21 février 2010
Boltanski au Grand Palais
Peut-être que tout a commencé ce jour-là. Je me rappelle d’une journée d’hiver blanche et froide. Un ciel bas et lugubre, qui faisait écho aux trottoirs gelés. Aucune envie. Rester au lit. Ensommeillée. Rêver. Cesser de rêver. Pourtant dans un élan je m’étais levée, douchée et habillée. Descendue au garage, montée dans ma voiture. J’avais allumé le contact, enclenché Bob Dylan. Mister Tambourine Man. J’étais partie, rien rangé. L’appartement attendrait.
Était-il à ce point impérieux que je m’y rende ?
C’était le dernier jour de l’exposition de Christian Boltanski : Personnes au Grand Palais. Monumenta. L’événement de l’année. Il paraît que c’est l’artiste chinois Huang Yong Ping qui en 2006, aurait esquissé lors d’une réunion avec les commissaires et dirigeants du lieu, ce qui devait constituer son Empires. Impérialisme et conquêtes. L’année suivante, Monumenta était créé. « Dénoncer le spectaculaire par du spectaculaire » avait signé Audrey Azoulay, alors ministre de la Culture et de la Communication.
C’était la première fois que je rechignais à me rendre à une exposition. Arpenter la nef du Grand Palais et ses quatorze-mille mètres carrés, qui peut se révéler subliminale sous le soleil, tout autant que spectrale, par un jour hivernal comme ce dimanche, où la température s’était bougrement effondrée, m’apparaissait au-dessus de mes forces. Pourtant, il s’agissait d’une exposition de Christian Boltanski, un artiste avec lequel je me sentais reliée par quelque chose de mystique. Nos fantômes, nos personnes…
Je ne m’estimais pas une experte en art contemporain a fortiori, même si j’avais étudié l’Histoire de l’Art à l’École du Louvre, et malgré le nombre d’expositions parcourues et l’actualité artistique que je suivais, assidue. Et que je chroniquais depuis quelques années, dans Service Littéraire, le magazine de la culture fait par les écrivains, et Azad magazine, un trimestriel arménien qui n'existe plus sous forme papier. Je m’étais rendue, tout compte fait, à l’exposition conçue par Christian Boltanski, qui poursuivait ce qu’il considérait comme son devoir de mémoire. Il exposait ces Personnes au Grand Palais. Ces fantômes, ses fantômes, nos fantômes. Des montagnes de fantômes et de Personnes. Une pince rouge comme le sang, géante, mangeait les vêtements de la pile et les recrachait. Le jugement dernier. Qui décide, au hasard. Jusqu’à la fin. Jusqu’à ce qu’il n’y ait plus personne.
Alors il restait l’art.
C’est cela que racontait Christian Boltanski avec sa pince du jugement dernier. Une puissance se saisissait de certains d'entre nous et les laissait choir. Personne n’en connaissait la raison. Le vêtement donnait corps à ces personnes. L’artiste insistait sur l’intention d’être humain, en vie, pour lutter contre cette fatalité.

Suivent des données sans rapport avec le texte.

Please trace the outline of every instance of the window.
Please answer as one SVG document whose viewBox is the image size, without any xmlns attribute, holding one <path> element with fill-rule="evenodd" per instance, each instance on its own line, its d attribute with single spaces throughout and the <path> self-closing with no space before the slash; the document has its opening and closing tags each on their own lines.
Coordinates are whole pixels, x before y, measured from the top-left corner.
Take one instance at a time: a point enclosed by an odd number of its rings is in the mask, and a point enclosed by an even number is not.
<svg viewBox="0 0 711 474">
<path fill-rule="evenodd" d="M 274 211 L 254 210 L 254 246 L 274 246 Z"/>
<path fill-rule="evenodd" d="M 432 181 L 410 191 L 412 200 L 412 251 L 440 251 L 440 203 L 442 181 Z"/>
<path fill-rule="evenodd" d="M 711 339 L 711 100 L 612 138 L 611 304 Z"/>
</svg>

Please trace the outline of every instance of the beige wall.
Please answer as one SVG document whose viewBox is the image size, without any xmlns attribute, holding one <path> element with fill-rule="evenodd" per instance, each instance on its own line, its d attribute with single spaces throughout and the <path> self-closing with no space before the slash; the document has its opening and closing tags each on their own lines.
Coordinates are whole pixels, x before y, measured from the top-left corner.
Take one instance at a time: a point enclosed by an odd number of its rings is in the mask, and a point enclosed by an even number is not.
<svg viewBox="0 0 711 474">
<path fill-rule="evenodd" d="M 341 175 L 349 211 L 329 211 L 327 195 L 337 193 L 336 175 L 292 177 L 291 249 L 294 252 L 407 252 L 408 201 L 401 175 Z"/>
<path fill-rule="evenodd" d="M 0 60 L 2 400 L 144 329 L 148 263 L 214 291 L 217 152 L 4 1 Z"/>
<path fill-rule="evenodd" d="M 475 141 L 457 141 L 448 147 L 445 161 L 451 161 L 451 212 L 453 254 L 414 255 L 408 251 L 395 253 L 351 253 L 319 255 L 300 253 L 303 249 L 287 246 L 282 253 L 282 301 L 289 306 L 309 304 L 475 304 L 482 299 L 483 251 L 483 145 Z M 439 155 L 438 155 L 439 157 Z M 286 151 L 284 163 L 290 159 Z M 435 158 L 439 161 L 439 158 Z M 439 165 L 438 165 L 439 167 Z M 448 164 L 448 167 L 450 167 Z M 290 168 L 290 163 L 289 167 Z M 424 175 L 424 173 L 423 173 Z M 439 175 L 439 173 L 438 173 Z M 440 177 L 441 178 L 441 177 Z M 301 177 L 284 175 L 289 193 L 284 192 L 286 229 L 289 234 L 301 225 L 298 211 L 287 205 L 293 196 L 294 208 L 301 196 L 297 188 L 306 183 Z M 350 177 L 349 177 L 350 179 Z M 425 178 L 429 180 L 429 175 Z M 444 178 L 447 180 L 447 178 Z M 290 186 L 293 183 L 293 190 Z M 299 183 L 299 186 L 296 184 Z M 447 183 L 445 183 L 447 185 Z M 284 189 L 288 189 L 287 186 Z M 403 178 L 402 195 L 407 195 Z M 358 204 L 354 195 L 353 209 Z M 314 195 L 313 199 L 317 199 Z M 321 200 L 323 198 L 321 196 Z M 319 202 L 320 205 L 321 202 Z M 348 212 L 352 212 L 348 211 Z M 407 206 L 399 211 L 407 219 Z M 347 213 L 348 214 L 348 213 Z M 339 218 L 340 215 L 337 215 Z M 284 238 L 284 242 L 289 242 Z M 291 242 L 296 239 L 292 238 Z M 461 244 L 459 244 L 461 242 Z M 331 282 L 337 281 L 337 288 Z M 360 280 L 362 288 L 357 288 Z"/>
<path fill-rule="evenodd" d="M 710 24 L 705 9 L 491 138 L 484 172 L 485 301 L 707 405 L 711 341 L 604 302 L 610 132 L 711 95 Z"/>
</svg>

La révolte ultime pour lutter, provenait des cœurs battants.
Lors de l'exposition, il était possible d’enregistrer les battements de son cœur. Boltanski avait comme projet d’inaugurer l’été suivant au Japon, dans une île si éloignée qu’il fallait considérer ce voyage comme un pèlerinage, un musée des cœurs : Les Archives du Cœur. À cette fin, il enregistrait les battements de cœurs des visiteurs de ses expositions. Je commençais à me désintéresser des vêtements à terre et de cette pince de sang, qui avait le pouvoir de vie et de mort comme une prophétie apocalyptique de Daniel avant de finir dans la fosse aux lions, quand j’avais décidé que ce serait cela le but de mon dimanche. Repartir avec le compact-disc de mes battements de cœur, vérifier que j'existais, que j’avais le pouvoir de lutter.

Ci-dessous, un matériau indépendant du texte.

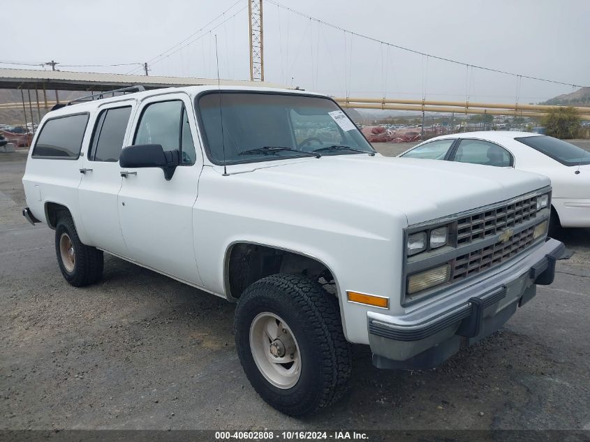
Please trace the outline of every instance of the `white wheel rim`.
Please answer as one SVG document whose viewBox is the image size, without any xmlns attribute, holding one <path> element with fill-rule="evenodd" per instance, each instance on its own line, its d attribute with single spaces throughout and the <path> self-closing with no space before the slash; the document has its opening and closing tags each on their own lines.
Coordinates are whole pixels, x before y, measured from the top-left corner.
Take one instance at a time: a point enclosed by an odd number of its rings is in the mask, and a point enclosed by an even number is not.
<svg viewBox="0 0 590 442">
<path fill-rule="evenodd" d="M 281 317 L 265 311 L 254 318 L 250 325 L 250 351 L 258 370 L 275 387 L 286 390 L 299 381 L 299 345 Z"/>
<path fill-rule="evenodd" d="M 73 272 L 76 265 L 76 254 L 70 235 L 65 233 L 59 237 L 59 254 L 66 270 L 69 273 Z"/>
</svg>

La pochette du CD m’intriguait. Un ilot infinitésimal au milieu du Pacifique et de l’inland japonais, un océan noir et inquiétant, brumeux. Gris et sombre, définitif comme la mort. J’avais aussitôt eu en tête la vision du tableau de Böcklin, L’Île des Morts. Un frisson m’avait parcourue. Pour être honnête, je connaissais moins l’œuvre picturale et son sens, qui divisait les exégètes, que ce qu’en avait traduit d’un point de vue symphonique le tourmenté et volcanique Sergueï Rachmaninov, comme s’il fut le passeur Charon qui devait m’y conduire.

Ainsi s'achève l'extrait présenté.